Nell’occasione i “lupetti” del Carini 1 hanno partecipato ad una giornata formativa alla Riserva, seguiti dal personale di Legambiente e dai volontari del Servizio Civile Universale in servizio presso la stessa.
Tema della giornata: “il nostro amico pipistrello!”.
Tutti uniti e per niente intimoriti, i lupetti hanno partecipato ad un incontro di conoscenza di questi utilissimi piccoli mammiferi da sempre oggetto di superstizioni e credenze popolari.

Hanno scoperto così che i pipistrelli non si attaccano ai capelli, non succhiano il sangue e che non sono “topi volanti”… ma semplicemente “pipistrelli”. Animaletti teneri e delicati che riescono a volare grazie alle loro lunghissime dita delle zampe anteriori (lunghe fino al doppio della loro altezza), dotate di una spessa pelle tra un dito e l’altro che fa come da vela, e che muovendole velocemente gli consentono di volare.
Il loro volo, infatti, è più simile a quello degli insetti, di cui sono ghiotti, che a quello degli uccelli. Un piccolo pipistrello è in grado di mangiare ogni notte più di 2.000 zanzare, mentre quelli un po’ più grandi arrivano a mangiarne circa 5.000.

Animali utilissimi nelle calde notti d’estate, quando le “ronzanti” non ci fanno dormire e ci pungono.
Dopo l’incontro-lezione sui pipistrelli, il piccolo branco di lupetti, accompagnati dai loro Capi Scout, ha proceduto alla visita della Grotta di Carburangeli, accompagnati dalla guida della Riserva.
All’interno della grotta hanno potuto sperimentare come vivono i pipistrelli, in un’ambiente buio e silenzioso, dove l’unico rumore che si percepisce è quello delle gocce d’acqua che cadono dalle stalattiti in piccole pozze d’acqua.
Tornati al centro visitatori della Riserva i “lupetti” si sono cimentati in una nuova esperienza inedita: la costruzione di una “BatBox”, ovvero una casetta per pipistrelli.
Ma cosa ne pensano i capi Scout dell’esperienza?
“Il tema che ha guidato il nostro CDA (Consiglio Degli Anziani) regionale quest’anno è stato “Grandi cose”, un invito a guardare oltre, a osservare con attenzione il mondo che ci circonda e a metterci in gioco con coraggio e consapevolezza.

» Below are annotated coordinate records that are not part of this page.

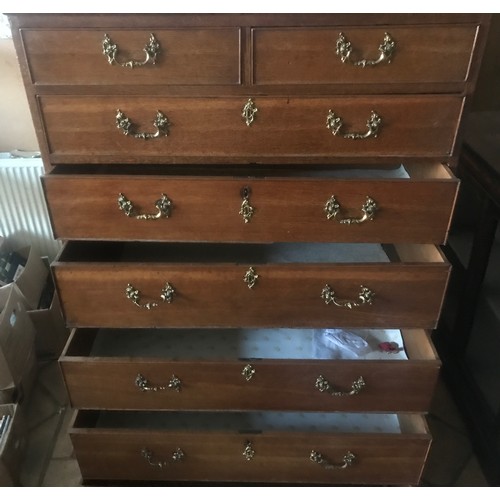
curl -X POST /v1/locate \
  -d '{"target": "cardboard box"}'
[0,404,27,486]
[0,239,49,309]
[28,282,70,358]
[0,287,36,392]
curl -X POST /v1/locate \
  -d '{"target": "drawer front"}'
[70,412,430,485]
[39,96,462,163]
[252,25,477,84]
[53,262,449,328]
[21,27,241,85]
[59,329,439,412]
[43,167,458,244]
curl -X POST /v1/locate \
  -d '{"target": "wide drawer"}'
[252,25,477,84]
[42,164,458,244]
[39,95,463,163]
[21,27,241,85]
[59,329,439,412]
[53,241,449,328]
[70,410,431,485]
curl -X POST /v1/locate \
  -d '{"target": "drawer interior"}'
[58,241,444,265]
[50,161,454,180]
[61,328,436,361]
[72,410,427,434]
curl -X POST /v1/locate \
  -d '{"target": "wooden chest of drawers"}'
[10,14,489,485]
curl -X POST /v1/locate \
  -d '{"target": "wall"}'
[0,38,39,151]
[0,14,500,151]
[473,14,500,111]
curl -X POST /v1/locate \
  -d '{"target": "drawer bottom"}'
[70,410,431,485]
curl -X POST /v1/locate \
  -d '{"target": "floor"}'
[11,360,488,487]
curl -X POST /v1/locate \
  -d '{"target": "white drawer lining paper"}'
[92,165,409,433]
[91,328,408,361]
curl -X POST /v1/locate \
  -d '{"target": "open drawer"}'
[70,410,431,485]
[42,162,458,244]
[52,241,450,329]
[59,329,440,412]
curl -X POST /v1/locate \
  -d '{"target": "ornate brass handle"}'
[238,186,255,224]
[116,109,170,140]
[324,195,378,224]
[141,448,185,469]
[125,281,175,309]
[321,284,375,309]
[309,450,356,469]
[241,98,259,127]
[102,33,160,68]
[326,109,382,139]
[242,441,255,461]
[315,375,366,396]
[135,373,181,392]
[336,33,396,68]
[118,193,172,220]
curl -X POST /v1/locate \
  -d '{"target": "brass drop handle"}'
[238,186,255,224]
[321,284,375,309]
[141,448,186,469]
[102,33,160,68]
[336,33,396,68]
[125,281,175,310]
[326,109,382,139]
[115,109,170,140]
[118,193,172,220]
[309,450,356,470]
[324,195,378,224]
[241,98,259,127]
[315,375,366,396]
[135,373,182,392]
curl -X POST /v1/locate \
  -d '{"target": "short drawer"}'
[42,163,458,244]
[53,241,450,329]
[59,328,439,412]
[39,95,463,164]
[70,410,431,485]
[21,27,241,86]
[252,25,477,84]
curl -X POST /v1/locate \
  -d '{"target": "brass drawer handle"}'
[315,375,366,396]
[321,284,375,309]
[102,33,160,68]
[326,109,382,139]
[116,109,170,140]
[336,33,396,68]
[238,186,255,224]
[324,195,378,224]
[118,193,172,220]
[241,98,259,127]
[309,450,356,469]
[135,373,181,392]
[125,281,175,310]
[141,448,185,469]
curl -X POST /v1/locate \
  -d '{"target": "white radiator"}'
[0,153,61,262]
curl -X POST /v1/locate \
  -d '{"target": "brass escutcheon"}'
[241,98,259,127]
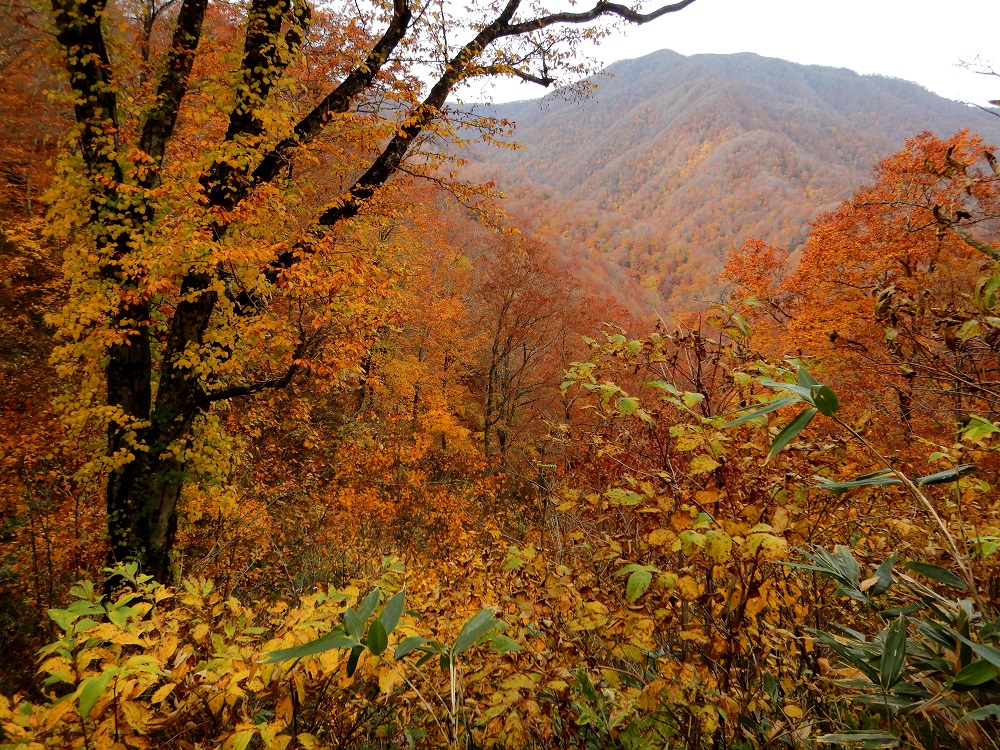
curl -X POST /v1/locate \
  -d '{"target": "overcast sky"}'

Durante il nostro percorso, tante attività ci hanno accompagnato lungo la pista, aiutandoci a vivere pienamente lo spirito dello Scouting, in particolare attraverso il metodo dell’Osservare – Dedurre – Agire.
Proprio seguendo questo metodo, i nostri lupetti del CDA, attenti e curiosi, hanno saputo ascoltare e riflettere su ciò che li circonda. Grazie all’incontro con Ambrogio Conigliaro di Legambiente, e dopo una suggestiva visita alla grotta, è nato in loro un desiderio concreto: fare qualcosa di utile per il proprio territorio.

Così, osservando i bisogni della natura e capendo l’importanza della biodiversità, hanno scelto di agire: costruire e posizionare delle batbox, rifugi sicuri per i pipistrelli, veri alleati dell’ambiente.
Un gesto semplice, ma pieno di significato. Un piccolo-grande passo per prendersi cura del proprio paese, per lasciare un’impronta positiva e dimostrare che anche i più piccoli possono davvero fare grandi cose.”

Le 3 BatBox realizzate nella mattinata sono state in seguito collocate dai lupetti in 3 distinte aree di Carini, in luoghi idonei e seguendo le istruzioni per la loro collocazione, geolocalizzate, e verranno periodicamente monitorate dai ragazzi durante tutto l’anno, per verificare se i pipistrelli le hanno utilizzate.
Un’esperienza diversa a servizio della natura.